The Greatest Accomplishment

To be yourself in a world that is constantly trying to make you something else is the greatest accomplishment. - Ralph Waldo Emerson

I remember wanting a tattoo. I was about 17 when I shared this little wish with my mother.

“Oh, Adam dear, maybe wait a little while and make sure. I’d hate for you to have something on there that you regret two years from now.”

And since that was only about the fourth piece of advice my mother had ever given me, I listened. My mother is amazing and still knows when to offer advice and when to let things be. Two years after her advice, I knew I still wanted a tattoo, but I also knew my mother was right. Most of the things important to me when I was 17, I still liked at 19, but not enough to have inked on my body forever. Some of the possibilities had been volleyballs, Canadian flags, and quirky quotes. At the age of 19, I knew I still wanted a tattoo, but I didn’t know what.

I continued to search for ideas but nothing seemed just right. Two years later, I was living in Toronto and working at Covenant House, a shelter for young people living on Toronto’s streets. A friend had recommended a book, Shaving the Inside of Your Skull, which is a collection of thoughts and articles. I was reading one article (called “Authenticity Has No Barcode”) when I was struck by an idea for a tattoo. What I remember as being the gist of the article is that we all have pressures to be a certain way. Our coaches, our teachers, our friends, our spouses, et cetera all expect us and want us to be a certain way. Amidst all of that expectation, the author’s message was for us to remember who we want ourselves to be. That message struck me. I was young and living away from my hometown for my first time. And I was working with lots of teens who were struggling to find who they wanted to be too.
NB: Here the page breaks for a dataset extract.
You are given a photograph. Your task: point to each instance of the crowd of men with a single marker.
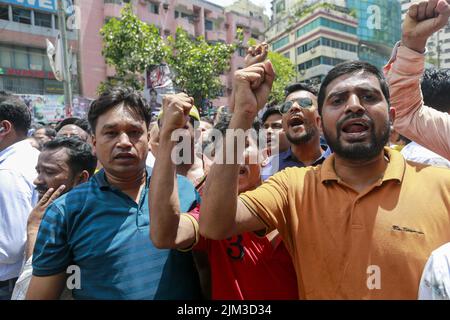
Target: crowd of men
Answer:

I used to think that peer pressure and the expectations of others only affected teenagers and kids. Now, heading on 40, these issues still pop up in my life often. Sure, things like mortgages and my own children and my job, replace the stresses of minimum wage and friends and teammates. But the themes of stress, and self-confidence, and knowing when to speak up, play out as often in my life now as they did back then.

So I decided on a tattoo of a barcode. I realized that for such a standard thing, barcodes vary quite a bit. I wanted one that was a specific size and shape. So off to the grocery store I went. Many were too wide and some were long but skinny. Then, I found just the one. On a box of Pop-Tarts. I bought the breakfast treat, cut out the barcode and took the TTC transit to a tattoo place near my work that had been recommended by another good friend (thanks Aryon). I went to a tattoo parlour just a couple of blocks from where I worked and asked for a tattoo of a barcode and handed over my $2.99 prototype.

The tattoo is on my ankle, so most days I’m the only one who sees it. And I like that. The barcode still reminds me to think about who I am and who I want to be, and how to navigate the difference in “a world that is constantly trying to make me something else.”